Luis tried securing a job in construction—a field he received continuing education in during his incarceration—but he learned he wasn’t allowed to work on most job sites. Nothing was working.
So, Luis decided to turn his hobby of working out into a career. “I finally was forced into entrepreneurship and fitness because fitness is how I was able to continue on with my sentence, and that’s what kept me sane,” he says.
WORKING OUT THE DETAILS
Luis started hosting outdoor bootcamps in 2012 with a few clients. Five people became 10; 10 became 20. Luis had a full-blown business, which he named Fit Results.
“I was able to get me a very small apartment … in the downtown area of Chicago, where I was making enough money just to pay the rent,” Luis says. But “that didn’t matter, because I was free, and I had a plan.”

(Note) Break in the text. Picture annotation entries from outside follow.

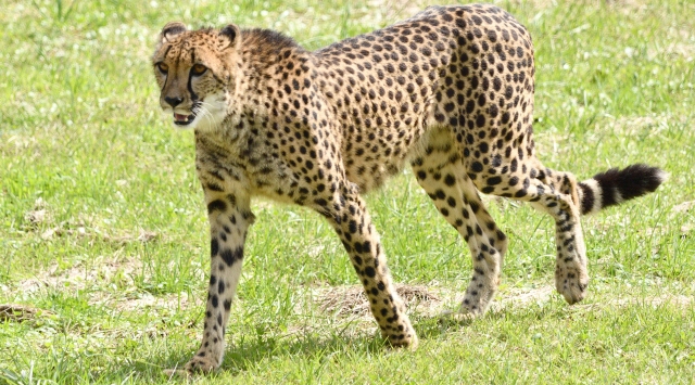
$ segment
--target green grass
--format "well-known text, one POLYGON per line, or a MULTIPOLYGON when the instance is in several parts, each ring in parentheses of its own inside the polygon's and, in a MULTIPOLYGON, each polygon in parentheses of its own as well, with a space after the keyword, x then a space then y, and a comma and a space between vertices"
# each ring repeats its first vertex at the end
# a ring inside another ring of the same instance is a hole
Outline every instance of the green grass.
MULTIPOLYGON (((695 4, 502 1, 536 52, 535 139, 545 165, 590 177, 636 162, 670 179, 585 218, 589 298, 552 285, 553 226, 490 201, 510 245, 496 297, 472 322, 410 308, 415 352, 369 317, 321 309, 357 283, 316 214, 256 202, 222 370, 198 383, 660 383, 695 378, 695 4), (506 304, 506 305, 505 305, 506 304)), ((159 111, 160 28, 270 27, 316 49, 427 3, 315 0, 4 1, 0 13, 0 383, 159 383, 198 348, 207 224, 191 132, 159 111), (33 217, 33 218, 31 218, 33 217)), ((455 309, 470 260, 404 172, 368 196, 397 282, 455 309)))

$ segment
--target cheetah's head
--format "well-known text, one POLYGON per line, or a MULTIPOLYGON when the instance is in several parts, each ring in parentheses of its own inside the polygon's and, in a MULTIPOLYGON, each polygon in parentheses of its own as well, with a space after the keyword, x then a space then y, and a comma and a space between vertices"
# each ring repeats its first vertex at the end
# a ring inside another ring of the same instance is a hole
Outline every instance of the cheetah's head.
POLYGON ((239 40, 236 25, 199 30, 178 22, 164 26, 152 64, 162 90, 160 105, 176 127, 212 130, 227 116, 239 40))

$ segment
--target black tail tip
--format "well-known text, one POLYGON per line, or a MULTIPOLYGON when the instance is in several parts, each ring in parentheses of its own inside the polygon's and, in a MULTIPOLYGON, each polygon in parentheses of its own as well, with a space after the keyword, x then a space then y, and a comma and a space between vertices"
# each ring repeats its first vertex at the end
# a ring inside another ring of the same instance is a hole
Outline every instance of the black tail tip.
POLYGON ((667 178, 668 174, 662 169, 645 164, 631 165, 622 170, 611 168, 594 176, 604 192, 615 191, 618 193, 615 196, 615 203, 654 192, 667 178))

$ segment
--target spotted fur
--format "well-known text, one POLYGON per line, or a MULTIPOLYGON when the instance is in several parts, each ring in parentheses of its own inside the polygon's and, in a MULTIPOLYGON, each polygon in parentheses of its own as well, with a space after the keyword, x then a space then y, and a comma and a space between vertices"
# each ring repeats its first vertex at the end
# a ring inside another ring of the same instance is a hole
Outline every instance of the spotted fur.
POLYGON ((462 311, 470 315, 488 308, 507 249, 479 192, 553 216, 556 287, 573 304, 589 283, 580 214, 652 192, 664 180, 658 168, 634 165, 578 182, 541 164, 532 139, 531 37, 493 5, 430 7, 315 52, 270 30, 169 23, 153 65, 162 107, 177 126, 195 130, 210 216, 210 294, 191 371, 222 362, 252 196, 325 216, 383 336, 415 347, 362 197, 405 165, 468 244, 473 271, 462 311))

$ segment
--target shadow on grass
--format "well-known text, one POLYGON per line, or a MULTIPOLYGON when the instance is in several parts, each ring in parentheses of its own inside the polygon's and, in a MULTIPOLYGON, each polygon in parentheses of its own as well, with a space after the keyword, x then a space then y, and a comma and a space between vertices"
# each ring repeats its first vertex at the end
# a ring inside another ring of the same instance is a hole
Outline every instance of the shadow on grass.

His plan was to start a family and get his own gym space. Luis met a woman and married her in December 2014. He was able to secure a spacious location for Fit Results in 2016. “We were doing good enough to be able to buy more equipment,” he says. In 2017, Fit Results was rated one of the top personal training gyms in the country by Men’s Fitness magazine.
Now he and his wife have two young children, and his gym has two Chicago locations. “I’m very excited to be able to see where I am,” he says. And he’s excited to help unlock second chances for others.
Fit Results is one of more than 380 organizations that has partnered with Prison Fellowship® through Second Chance® Month to raise awareness of the barriers faced by Americans with a criminal record. This April, Luis collaborated with Prison Fellowship to film and distribute a prison-style workout video to help spread the word about Second Chance Month and give people something productive to do while quarantined at home.
‘I was making enough money just to pay the rent. [But] that didn’t matter, because I was free, and I had a plan.’